In the early days of Country Joe and the Fish, me and most of other guys in the band lived next door to "The Jabberwock," a folk music nightclub in Berkeley. The club was owned by a big, friendly guy named Bill "Jolly Blue" Ehlert. The Jabberwock was only a postage-stamp sized place, so when Jolly Blue got an offer to do a Reverend Gary Davis show, he decided to promote it in the Berkeley Community Theatre. We were all in awe of "Rev" and it was decided that while he was in Berkeley, he would stay in our house. I remember he stayed there several days, as we sat about the kitchen playing music hour by hour. I think he'd played the "Ash Grove" down in L.A. and had dead time between playing there and playing in Berkeley--this was in late 1966 or early 1967.

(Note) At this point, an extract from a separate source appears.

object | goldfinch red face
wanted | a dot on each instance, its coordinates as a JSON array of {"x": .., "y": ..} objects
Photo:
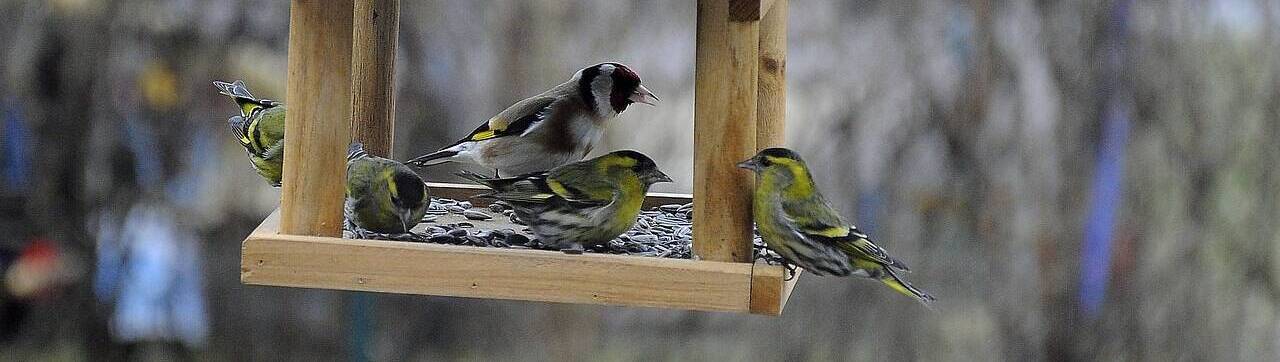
[{"x": 611, "y": 87}]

And, by the way, Easy Ed's quote from Jerry Garcia expressing the belief that Rev had nothing to do with San Francisco psychedelia is stone wrong. The Rev DID participate in the psychedelic aspect of the San Francisco scene, at least to a limited degree while staying at our house.
Because I was the band's lead guitar player and--I believe--the guy in the band most in awe of Rev, I surrendered my room and bed for Rev to stay in. Things were fine for the first few days he was there: We'd wait for him to get up in the morning, cook him breakfast, take him on whatever errands he had to do, etc., and sit around, smoke, and play music all day and into the night. It was easy to forget that Rev was blind as we sat around the kitchen table, listening to his songs and stories hour after hour. Then the night of the big concert came and, as was the long-standing musical custom, the Rev was paid in cash at the conclusion of the gig. He brought me with him to collect the money and made me read off the denomination of each bill was it was counted into his hand, and I remember him stashing the larger portion of his money into the sound hole of his Gibson J-200, while leaving some travelling money rolled up in his pockets.
Well, the next morning I woke up and remember having to go into my room to get some clothes or something out of my chest of drawers. I was very quiet, as I could hear Rev snoring and didn't want to wake him. Well, I got whatever it was and I was headed toward the door when I heard in a commanding voice,"Don't move or you're dead!". I turned around to see Rev with a .38 revolver in his hand pointed in my general direction, but sort of moving around so as to cover a wider target area. I remember screaming something to the effect of, "No--don't shoot." Rev replied, "One wrong move and you're dead." Well, then I started talking a mile a minute..."Rev, it's me, it's Barry, don't shoot Rev...I was only getting something from my chest of drawers..." Finally, Rev said, "Is that you, Barry?" The incident was soon over, and I had escaped with me life. I guess, from his perspective, it must have been kind of weird to be alone, blind, on the road 3,000 miles from home and rooming with a bunch of lunatic young musicians many years his junior. But to this day, the picture of Reverend Gary Davis that sticks in my mind the most is early in the morning, half-awake and blind as a bat, with a .38 in his hand pointed in my general direction. It was one of the most frightening moments of my life. I'll never forget it.